Leaked Apple Foldable Design: Case Renders and Hardware Layout
The new foldable smartphone leak from a case maker gives the clearest look yet at the Apple foldable design. The renders show a black-finished iPhone Ultra foldable with a slim 4.7mm profile when unfolded and 9.23mm when folded, suggesting Apple is targeting a thin, book-like feel. The volume buttons appear on the top edge, while the power button sits on the right with a cutout below that likely aligns with an antenna band. The case design implies that MagSafe may not be built into the foldable itself, pushing users toward cases for magnetic wireless charging. Inside, rumors point to a 5.5-inch cover display and a 7.8-inch inner display with a wider aspect ratio, optimized for media and multitasking. The device is also tipped to include a 5,500mAh-class battery and an A20 Pro chipset, indicating a focus on endurance and performance for large-screen use.

Dual Camera Foldable Strategy: Why Two Lenses Matter for Apple
On the back, the iPhone Ultra foldable shows a dual camera foldable layout in a module similar to the iPhone Air design. The leak points to a 48MP primary rear camera paired with a secondary lens, likely covering ultra-wide duties instead of a full triple-lens array. This dual camera setup suggests Apple may lean on computational photography rather than hardware-heavy stacks to maintain thinness and keep the hinge side balanced. “The foldable is expected to pack a 48MP primary rear camera, A20 Pro chipset, and a battery around 5,500mAh,” a leak notes, tying camera ambitions to processing power. Apple’s 48MP Fusion pipeline and variable aperture work on the iPhone 18 Pro family hint that similar software tricks could appear here, helping the Ultra foldable deliver DSLR-style depth and low-light performance without the bulk of multiple large sensors or periscope lenses.
A20 Pro Chip, Touch ID and the iPhone 18 Ecosystem Link
The iPhone Ultra foldable is expected to share core technology with the iPhone 18 Pro line, especially the new A20 Pro chip. Built on a 2nm TSMC process, this chip is reported to be 15% faster and 30% more efficient than A19 Pro, which is crucial for a large foldable screen and a 5,500mAh-class battery. Apple is also rumored to add Touch ID in the power button, giving the foldable a secondary biometric option alongside Face ID, a practical move when the device is half-open or on a desk. The broader iPhone 18 family brings upgrades like LTPO+ displays, a smaller Dynamic Island and under-screen Face ID elements, and Apple’s foldable will likely tap into these display and sensor improvements. This ecosystem link means the Ultra foldable should feel like a member of the main iPhone line, not a one-off experiment.
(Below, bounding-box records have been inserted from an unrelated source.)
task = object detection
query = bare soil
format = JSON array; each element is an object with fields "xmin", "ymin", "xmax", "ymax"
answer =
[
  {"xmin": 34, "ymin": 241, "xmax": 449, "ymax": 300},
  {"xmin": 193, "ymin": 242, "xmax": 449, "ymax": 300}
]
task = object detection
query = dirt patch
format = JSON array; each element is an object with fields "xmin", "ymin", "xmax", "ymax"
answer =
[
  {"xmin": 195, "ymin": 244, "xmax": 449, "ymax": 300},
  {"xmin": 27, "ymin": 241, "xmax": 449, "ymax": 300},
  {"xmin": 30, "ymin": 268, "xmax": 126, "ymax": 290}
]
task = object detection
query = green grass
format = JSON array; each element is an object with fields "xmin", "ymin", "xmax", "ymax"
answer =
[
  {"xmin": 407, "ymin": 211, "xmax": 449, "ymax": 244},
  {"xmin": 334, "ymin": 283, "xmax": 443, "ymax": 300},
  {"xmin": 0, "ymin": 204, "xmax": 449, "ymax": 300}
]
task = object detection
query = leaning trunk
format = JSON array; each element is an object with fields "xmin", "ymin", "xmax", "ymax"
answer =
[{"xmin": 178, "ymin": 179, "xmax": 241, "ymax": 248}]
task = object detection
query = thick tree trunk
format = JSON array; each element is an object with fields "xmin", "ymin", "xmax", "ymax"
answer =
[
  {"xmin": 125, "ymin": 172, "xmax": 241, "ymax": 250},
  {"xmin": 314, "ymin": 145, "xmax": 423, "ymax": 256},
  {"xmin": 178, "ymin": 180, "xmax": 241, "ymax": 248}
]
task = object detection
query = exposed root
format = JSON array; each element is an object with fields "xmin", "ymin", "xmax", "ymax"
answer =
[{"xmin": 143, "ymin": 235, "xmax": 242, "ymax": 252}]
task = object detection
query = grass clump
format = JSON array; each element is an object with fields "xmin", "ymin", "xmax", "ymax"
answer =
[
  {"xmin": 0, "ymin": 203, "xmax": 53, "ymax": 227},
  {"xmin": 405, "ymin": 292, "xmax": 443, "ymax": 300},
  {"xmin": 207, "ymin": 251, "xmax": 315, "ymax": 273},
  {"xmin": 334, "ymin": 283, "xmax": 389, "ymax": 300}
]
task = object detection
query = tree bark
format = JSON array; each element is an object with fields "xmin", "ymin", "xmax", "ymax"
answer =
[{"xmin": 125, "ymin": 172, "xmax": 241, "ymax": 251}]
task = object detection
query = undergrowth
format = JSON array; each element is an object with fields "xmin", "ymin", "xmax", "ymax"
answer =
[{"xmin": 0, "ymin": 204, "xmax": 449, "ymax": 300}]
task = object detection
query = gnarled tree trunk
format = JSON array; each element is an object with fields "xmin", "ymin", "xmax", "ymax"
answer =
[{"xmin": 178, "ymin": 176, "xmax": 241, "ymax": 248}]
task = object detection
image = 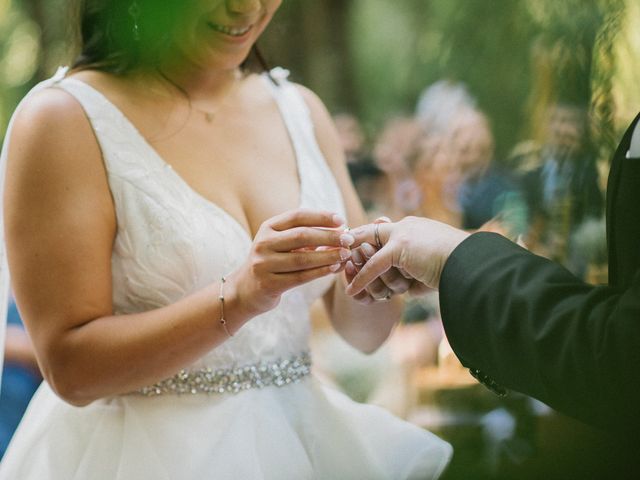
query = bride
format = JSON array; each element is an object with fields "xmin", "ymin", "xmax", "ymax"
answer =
[{"xmin": 0, "ymin": 0, "xmax": 451, "ymax": 480}]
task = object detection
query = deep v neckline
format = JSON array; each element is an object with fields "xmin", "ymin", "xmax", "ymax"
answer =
[{"xmin": 63, "ymin": 75, "xmax": 304, "ymax": 243}]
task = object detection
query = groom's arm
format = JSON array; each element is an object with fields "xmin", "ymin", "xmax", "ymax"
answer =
[{"xmin": 440, "ymin": 233, "xmax": 640, "ymax": 430}]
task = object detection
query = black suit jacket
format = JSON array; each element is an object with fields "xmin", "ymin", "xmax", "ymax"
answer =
[{"xmin": 440, "ymin": 115, "xmax": 640, "ymax": 434}]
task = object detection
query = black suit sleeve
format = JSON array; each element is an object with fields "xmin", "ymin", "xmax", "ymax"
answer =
[{"xmin": 440, "ymin": 233, "xmax": 640, "ymax": 431}]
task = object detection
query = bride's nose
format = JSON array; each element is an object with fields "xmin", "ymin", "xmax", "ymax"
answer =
[{"xmin": 227, "ymin": 0, "xmax": 261, "ymax": 15}]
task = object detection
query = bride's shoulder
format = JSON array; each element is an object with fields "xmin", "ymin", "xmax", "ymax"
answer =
[{"xmin": 4, "ymin": 73, "xmax": 100, "ymax": 189}]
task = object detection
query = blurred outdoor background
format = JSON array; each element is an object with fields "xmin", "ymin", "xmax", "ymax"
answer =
[{"xmin": 0, "ymin": 0, "xmax": 640, "ymax": 480}]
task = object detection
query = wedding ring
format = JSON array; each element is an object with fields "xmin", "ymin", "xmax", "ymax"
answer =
[
  {"xmin": 373, "ymin": 223, "xmax": 382, "ymax": 250},
  {"xmin": 374, "ymin": 290, "xmax": 392, "ymax": 302}
]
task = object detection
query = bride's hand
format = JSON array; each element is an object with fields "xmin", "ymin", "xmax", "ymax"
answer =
[{"xmin": 228, "ymin": 210, "xmax": 354, "ymax": 316}]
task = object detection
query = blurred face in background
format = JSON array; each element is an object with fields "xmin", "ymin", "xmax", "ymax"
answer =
[
  {"xmin": 545, "ymin": 105, "xmax": 586, "ymax": 158},
  {"xmin": 449, "ymin": 110, "xmax": 494, "ymax": 176},
  {"xmin": 171, "ymin": 0, "xmax": 282, "ymax": 69},
  {"xmin": 373, "ymin": 118, "xmax": 422, "ymax": 177}
]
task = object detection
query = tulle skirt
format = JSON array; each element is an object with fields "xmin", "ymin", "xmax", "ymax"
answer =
[{"xmin": 0, "ymin": 377, "xmax": 452, "ymax": 480}]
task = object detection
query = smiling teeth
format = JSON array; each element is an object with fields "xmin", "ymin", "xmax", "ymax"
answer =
[{"xmin": 209, "ymin": 23, "xmax": 251, "ymax": 37}]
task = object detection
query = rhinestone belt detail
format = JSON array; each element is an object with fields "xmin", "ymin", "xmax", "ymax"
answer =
[{"xmin": 135, "ymin": 352, "xmax": 311, "ymax": 397}]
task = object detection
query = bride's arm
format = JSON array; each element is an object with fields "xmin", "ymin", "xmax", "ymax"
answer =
[
  {"xmin": 4, "ymin": 89, "xmax": 350, "ymax": 405},
  {"xmin": 299, "ymin": 87, "xmax": 402, "ymax": 353}
]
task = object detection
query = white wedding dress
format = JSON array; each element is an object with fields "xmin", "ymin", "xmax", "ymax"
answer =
[{"xmin": 0, "ymin": 70, "xmax": 451, "ymax": 480}]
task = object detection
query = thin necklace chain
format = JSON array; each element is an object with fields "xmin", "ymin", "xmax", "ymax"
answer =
[{"xmin": 158, "ymin": 69, "xmax": 244, "ymax": 123}]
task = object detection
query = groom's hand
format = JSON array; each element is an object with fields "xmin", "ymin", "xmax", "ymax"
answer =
[{"xmin": 346, "ymin": 217, "xmax": 469, "ymax": 295}]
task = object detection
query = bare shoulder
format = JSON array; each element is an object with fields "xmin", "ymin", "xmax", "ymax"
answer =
[
  {"xmin": 293, "ymin": 83, "xmax": 333, "ymax": 124},
  {"xmin": 294, "ymin": 84, "xmax": 345, "ymax": 169},
  {"xmin": 9, "ymin": 84, "xmax": 97, "ymax": 171},
  {"xmin": 5, "ymin": 83, "xmax": 111, "ymax": 228}
]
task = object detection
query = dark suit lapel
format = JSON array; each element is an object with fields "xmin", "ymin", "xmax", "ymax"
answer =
[{"xmin": 607, "ymin": 114, "xmax": 640, "ymax": 285}]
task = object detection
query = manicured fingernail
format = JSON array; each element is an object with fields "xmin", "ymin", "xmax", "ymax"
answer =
[
  {"xmin": 351, "ymin": 250, "xmax": 364, "ymax": 267},
  {"xmin": 344, "ymin": 261, "xmax": 358, "ymax": 275},
  {"xmin": 340, "ymin": 233, "xmax": 356, "ymax": 247},
  {"xmin": 360, "ymin": 242, "xmax": 376, "ymax": 257}
]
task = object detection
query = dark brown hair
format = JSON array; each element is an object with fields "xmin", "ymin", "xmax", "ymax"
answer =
[{"xmin": 72, "ymin": 0, "xmax": 269, "ymax": 74}]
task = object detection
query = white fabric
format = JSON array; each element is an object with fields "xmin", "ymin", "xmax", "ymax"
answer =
[
  {"xmin": 627, "ymin": 122, "xmax": 640, "ymax": 158},
  {"xmin": 0, "ymin": 70, "xmax": 451, "ymax": 480}
]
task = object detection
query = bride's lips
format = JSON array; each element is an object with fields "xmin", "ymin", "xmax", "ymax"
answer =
[{"xmin": 207, "ymin": 22, "xmax": 253, "ymax": 42}]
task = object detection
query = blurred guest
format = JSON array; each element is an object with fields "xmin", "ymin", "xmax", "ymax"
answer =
[
  {"xmin": 373, "ymin": 117, "xmax": 422, "ymax": 219},
  {"xmin": 0, "ymin": 301, "xmax": 42, "ymax": 458},
  {"xmin": 512, "ymin": 103, "xmax": 604, "ymax": 276},
  {"xmin": 452, "ymin": 109, "xmax": 527, "ymax": 238}
]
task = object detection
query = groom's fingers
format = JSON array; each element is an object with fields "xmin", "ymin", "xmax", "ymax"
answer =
[
  {"xmin": 345, "ymin": 247, "xmax": 393, "ymax": 296},
  {"xmin": 349, "ymin": 223, "xmax": 393, "ymax": 248}
]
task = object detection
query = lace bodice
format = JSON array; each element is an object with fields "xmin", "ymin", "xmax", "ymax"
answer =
[{"xmin": 53, "ymin": 69, "xmax": 345, "ymax": 368}]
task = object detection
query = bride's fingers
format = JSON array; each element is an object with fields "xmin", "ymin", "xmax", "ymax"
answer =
[
  {"xmin": 272, "ymin": 266, "xmax": 342, "ymax": 291},
  {"xmin": 345, "ymin": 246, "xmax": 393, "ymax": 296},
  {"xmin": 265, "ymin": 209, "xmax": 345, "ymax": 232},
  {"xmin": 349, "ymin": 222, "xmax": 394, "ymax": 248},
  {"xmin": 268, "ymin": 248, "xmax": 351, "ymax": 273},
  {"xmin": 268, "ymin": 227, "xmax": 355, "ymax": 252}
]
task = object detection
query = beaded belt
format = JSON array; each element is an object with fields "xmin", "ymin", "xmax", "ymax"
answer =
[{"xmin": 136, "ymin": 352, "xmax": 311, "ymax": 397}]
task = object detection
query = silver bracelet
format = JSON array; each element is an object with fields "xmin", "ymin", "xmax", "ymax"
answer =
[{"xmin": 218, "ymin": 277, "xmax": 233, "ymax": 338}]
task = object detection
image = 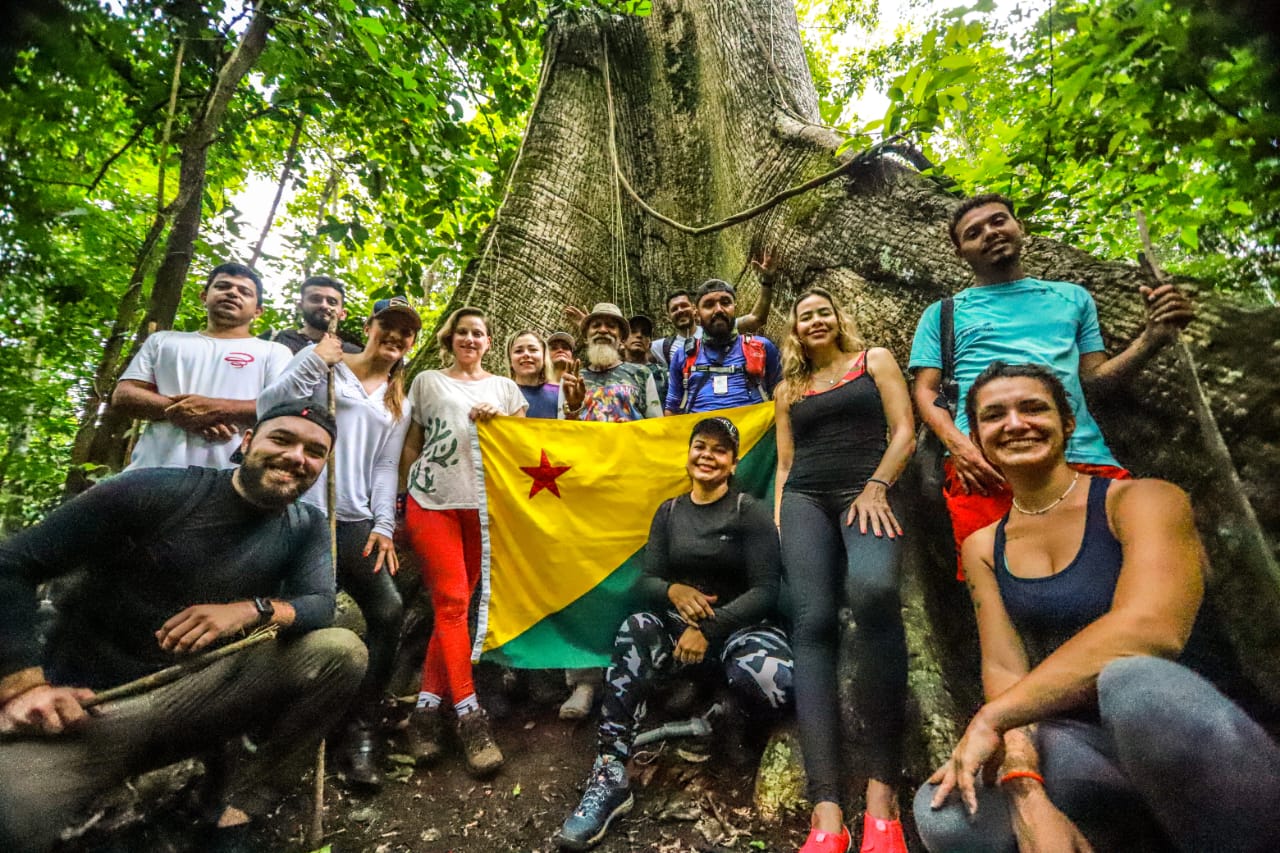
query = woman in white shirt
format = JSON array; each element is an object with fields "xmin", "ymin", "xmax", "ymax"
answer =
[
  {"xmin": 401, "ymin": 307, "xmax": 529, "ymax": 775},
  {"xmin": 257, "ymin": 297, "xmax": 422, "ymax": 788}
]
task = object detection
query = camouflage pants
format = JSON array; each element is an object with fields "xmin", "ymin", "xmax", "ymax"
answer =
[{"xmin": 599, "ymin": 612, "xmax": 792, "ymax": 761}]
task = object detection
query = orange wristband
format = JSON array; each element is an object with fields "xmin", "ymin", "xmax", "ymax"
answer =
[{"xmin": 1000, "ymin": 770, "xmax": 1044, "ymax": 785}]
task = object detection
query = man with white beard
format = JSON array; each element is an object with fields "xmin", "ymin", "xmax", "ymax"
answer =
[
  {"xmin": 559, "ymin": 302, "xmax": 662, "ymax": 720},
  {"xmin": 561, "ymin": 302, "xmax": 662, "ymax": 424}
]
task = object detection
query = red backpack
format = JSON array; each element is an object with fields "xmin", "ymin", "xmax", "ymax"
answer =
[{"xmin": 680, "ymin": 334, "xmax": 769, "ymax": 412}]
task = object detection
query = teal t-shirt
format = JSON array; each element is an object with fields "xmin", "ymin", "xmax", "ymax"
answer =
[{"xmin": 909, "ymin": 278, "xmax": 1120, "ymax": 466}]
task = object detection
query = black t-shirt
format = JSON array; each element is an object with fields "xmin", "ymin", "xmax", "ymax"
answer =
[
  {"xmin": 0, "ymin": 467, "xmax": 335, "ymax": 688},
  {"xmin": 637, "ymin": 489, "xmax": 782, "ymax": 640},
  {"xmin": 257, "ymin": 329, "xmax": 364, "ymax": 355}
]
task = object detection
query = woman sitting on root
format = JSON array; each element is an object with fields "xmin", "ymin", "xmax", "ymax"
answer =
[
  {"xmin": 915, "ymin": 361, "xmax": 1280, "ymax": 853},
  {"xmin": 556, "ymin": 418, "xmax": 791, "ymax": 850}
]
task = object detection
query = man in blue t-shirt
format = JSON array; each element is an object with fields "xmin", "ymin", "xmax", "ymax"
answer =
[
  {"xmin": 663, "ymin": 278, "xmax": 782, "ymax": 415},
  {"xmin": 909, "ymin": 193, "xmax": 1194, "ymax": 568}
]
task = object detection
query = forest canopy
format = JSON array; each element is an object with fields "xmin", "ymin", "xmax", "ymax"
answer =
[{"xmin": 0, "ymin": 0, "xmax": 1280, "ymax": 530}]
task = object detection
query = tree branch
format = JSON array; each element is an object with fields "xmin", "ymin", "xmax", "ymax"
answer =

How Apple’s Foldable Entry Compares to Galaxy Z Fold and Rivals
Apple’s first iPhone Ultra foldable arrives in a market defined by the Samsung Galaxy Z Fold and other book-style foldables that balance thickness, hinge durability and camera count. Apple’s rumored 7.8-inch inner display with a wider aspect ratio puts it in direct tablet-replacement territory, but the dual camera setup shows a different priority than triple- or quad-camera rivals that chase zoom range. Instead, Apple seems to bet on a 48MP main sensor, an A20 Pro chip and its established image processing pipeline to close the gap. The absence of built-in MagSafe could be a drawback versus the iPhone Pro line, but case-based magnetic charging may soften the blow. If Apple delivers polished software for split-screen multitasking and continuity with the iPhone 18 series, its late entry could feel more refined than experimental, raising expectations for what a premium foldable smartphone should be.